When some people read this description of the early church, they start squirming and chafing and looking for an exit, because they think it sounds like Communism. And this passage has been twisted into some abused teaching about communal living. The idea that we are compelled to liquidate our assets, bring the money to church, heap it in the center aisle, and come take a share when we need something is false. God’s desire for His church doesn’t bear the faintest resemblance to Communism, and this passage does not teach communal living.
But it has often been dismissed because it sounds extreme, and the biblical principle has been ignored. Consider what this passage is really teaching: The common need comes before the individual need. In other words, what we as a family of believers need comes before what we as individuals need.
Do you have a list of needs? Perhaps it’s not a written list but a mental one: buying an end table for the living room, taking a family vacation to Florida, lending some money to your brother-in-law who’s going through a rough patch. It’s common, normal, and wise to have a financial plan for your future purchases.
The local church has a list of financial priorities too. This passage teaches that when the two lists converge, if everything can’t be done, then we as individuals should let our individual wants go undone so our corporate goals can be accomplished together.
This passage does not teach us to sell everything and put it into a common pot. In fact, Acts 2:46 describes that the believers gathered “in their homes” (ESV), suggesting the believers still owned houses. This passage doesn’t paint a romantic notion that we’ll eradicate poverty in our generation—Jesus told us in John 12:8, “For the poor you always have with you” (ESV). It also doesn’t teach that the poor are the only or highest priority for the church. Many people in this Acts 2 community of believers weren’t poor; they just weren’t in their hometowns and needed a place to stay.
This passage does teach the common need before the individual need. In the local church, we bring what God has given us individually and we invest it together.

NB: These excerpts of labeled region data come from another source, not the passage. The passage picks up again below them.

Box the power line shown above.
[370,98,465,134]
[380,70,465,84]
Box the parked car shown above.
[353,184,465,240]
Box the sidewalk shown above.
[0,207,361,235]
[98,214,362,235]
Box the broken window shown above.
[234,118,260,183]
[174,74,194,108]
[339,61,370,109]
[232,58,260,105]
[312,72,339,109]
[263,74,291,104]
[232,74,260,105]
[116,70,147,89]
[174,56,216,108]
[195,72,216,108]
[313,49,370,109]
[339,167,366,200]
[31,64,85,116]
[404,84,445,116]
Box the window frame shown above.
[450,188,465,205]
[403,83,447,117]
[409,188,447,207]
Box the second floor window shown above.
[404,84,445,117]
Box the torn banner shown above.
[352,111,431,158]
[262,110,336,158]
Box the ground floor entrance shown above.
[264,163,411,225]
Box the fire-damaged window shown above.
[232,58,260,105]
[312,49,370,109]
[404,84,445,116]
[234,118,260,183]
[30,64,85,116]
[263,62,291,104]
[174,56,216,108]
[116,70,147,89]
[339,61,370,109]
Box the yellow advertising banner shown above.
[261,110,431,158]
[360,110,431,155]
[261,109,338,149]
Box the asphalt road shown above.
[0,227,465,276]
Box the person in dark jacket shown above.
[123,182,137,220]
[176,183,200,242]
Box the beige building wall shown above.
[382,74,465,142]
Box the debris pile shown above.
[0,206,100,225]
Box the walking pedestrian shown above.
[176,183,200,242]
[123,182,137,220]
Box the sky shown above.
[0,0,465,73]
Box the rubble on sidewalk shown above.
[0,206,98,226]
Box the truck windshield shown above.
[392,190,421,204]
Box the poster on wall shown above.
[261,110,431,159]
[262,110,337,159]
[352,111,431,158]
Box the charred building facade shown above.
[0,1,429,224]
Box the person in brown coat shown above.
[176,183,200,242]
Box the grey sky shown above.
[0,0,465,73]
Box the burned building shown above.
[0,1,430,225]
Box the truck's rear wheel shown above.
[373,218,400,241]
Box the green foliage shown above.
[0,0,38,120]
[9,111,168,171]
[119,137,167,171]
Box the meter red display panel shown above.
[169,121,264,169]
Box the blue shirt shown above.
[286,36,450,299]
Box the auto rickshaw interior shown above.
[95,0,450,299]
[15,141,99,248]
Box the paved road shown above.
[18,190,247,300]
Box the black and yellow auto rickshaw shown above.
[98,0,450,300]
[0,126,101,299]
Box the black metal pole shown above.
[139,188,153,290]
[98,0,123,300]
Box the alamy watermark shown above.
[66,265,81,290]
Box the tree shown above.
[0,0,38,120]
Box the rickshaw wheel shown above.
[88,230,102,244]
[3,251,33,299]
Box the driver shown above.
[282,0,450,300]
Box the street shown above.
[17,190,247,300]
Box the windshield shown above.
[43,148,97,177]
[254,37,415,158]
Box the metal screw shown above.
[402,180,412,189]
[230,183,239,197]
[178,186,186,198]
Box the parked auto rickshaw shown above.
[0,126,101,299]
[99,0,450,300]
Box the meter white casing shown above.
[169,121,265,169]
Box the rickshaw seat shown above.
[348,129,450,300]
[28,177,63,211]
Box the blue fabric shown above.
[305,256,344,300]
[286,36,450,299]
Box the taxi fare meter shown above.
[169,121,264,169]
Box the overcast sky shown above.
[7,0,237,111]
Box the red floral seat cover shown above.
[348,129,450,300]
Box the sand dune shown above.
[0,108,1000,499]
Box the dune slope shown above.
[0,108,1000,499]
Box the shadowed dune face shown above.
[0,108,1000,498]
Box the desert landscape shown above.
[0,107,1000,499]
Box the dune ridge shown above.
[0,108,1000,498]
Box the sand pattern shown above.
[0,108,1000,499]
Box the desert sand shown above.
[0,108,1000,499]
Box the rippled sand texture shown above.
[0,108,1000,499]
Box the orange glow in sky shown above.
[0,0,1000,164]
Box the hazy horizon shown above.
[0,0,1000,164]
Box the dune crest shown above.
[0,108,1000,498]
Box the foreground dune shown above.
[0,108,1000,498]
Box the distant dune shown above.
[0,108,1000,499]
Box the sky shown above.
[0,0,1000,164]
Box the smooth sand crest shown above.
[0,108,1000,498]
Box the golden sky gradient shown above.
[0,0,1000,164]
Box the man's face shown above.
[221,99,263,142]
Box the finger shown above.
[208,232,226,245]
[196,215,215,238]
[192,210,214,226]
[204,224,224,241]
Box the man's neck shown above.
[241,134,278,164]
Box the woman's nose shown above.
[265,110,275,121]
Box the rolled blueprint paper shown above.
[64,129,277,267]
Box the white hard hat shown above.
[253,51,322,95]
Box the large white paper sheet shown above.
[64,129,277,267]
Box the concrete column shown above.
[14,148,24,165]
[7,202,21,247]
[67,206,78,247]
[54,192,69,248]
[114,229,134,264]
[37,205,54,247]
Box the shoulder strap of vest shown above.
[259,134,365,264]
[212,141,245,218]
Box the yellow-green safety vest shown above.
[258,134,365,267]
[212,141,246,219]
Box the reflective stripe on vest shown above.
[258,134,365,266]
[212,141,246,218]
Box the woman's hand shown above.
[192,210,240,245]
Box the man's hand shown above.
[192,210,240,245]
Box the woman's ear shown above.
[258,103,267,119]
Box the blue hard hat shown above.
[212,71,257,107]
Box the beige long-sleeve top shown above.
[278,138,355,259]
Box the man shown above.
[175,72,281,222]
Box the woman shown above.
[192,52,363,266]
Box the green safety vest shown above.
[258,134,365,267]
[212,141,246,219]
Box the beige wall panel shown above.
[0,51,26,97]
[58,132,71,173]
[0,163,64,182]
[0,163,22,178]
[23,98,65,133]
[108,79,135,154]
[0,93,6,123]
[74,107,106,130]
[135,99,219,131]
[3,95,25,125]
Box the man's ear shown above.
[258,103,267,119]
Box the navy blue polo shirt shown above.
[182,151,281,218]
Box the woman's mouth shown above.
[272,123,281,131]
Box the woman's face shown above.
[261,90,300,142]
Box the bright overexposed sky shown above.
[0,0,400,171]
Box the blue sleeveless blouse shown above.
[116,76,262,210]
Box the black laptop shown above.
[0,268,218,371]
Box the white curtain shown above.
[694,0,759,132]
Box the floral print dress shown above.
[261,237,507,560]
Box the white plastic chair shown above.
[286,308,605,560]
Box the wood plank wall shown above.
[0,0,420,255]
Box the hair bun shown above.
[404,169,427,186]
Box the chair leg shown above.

How does that truth sit with you? As you read those words, are you nodding yes, yes and feeling a surge of desire to give? Or do you feel a chafing, a tightening of your grip on “your” money? A characteristic of a child of God is an inherent, growing willingness to give—and help meet the needs of other believers He has placed in your life.
Journal
Pray
Father God, I’m Yours, and all I have is Yours. Forgive me for my stinginess, for my false notions of ownership—as if it’s “my” stuff, “my” money. I don’t want to bring You my leftovers; I want to give You my first and best. Please grow in me the inherent willingness to give. Help me to embrace Your vision of the local church as the transforming body of Christ in this world and to invest my resources there. Help me trust that You will be pleased, and multiply my little into much for Your kingdom, Your glory, and my good. In the name of Jesus, who gave His all for us, amen.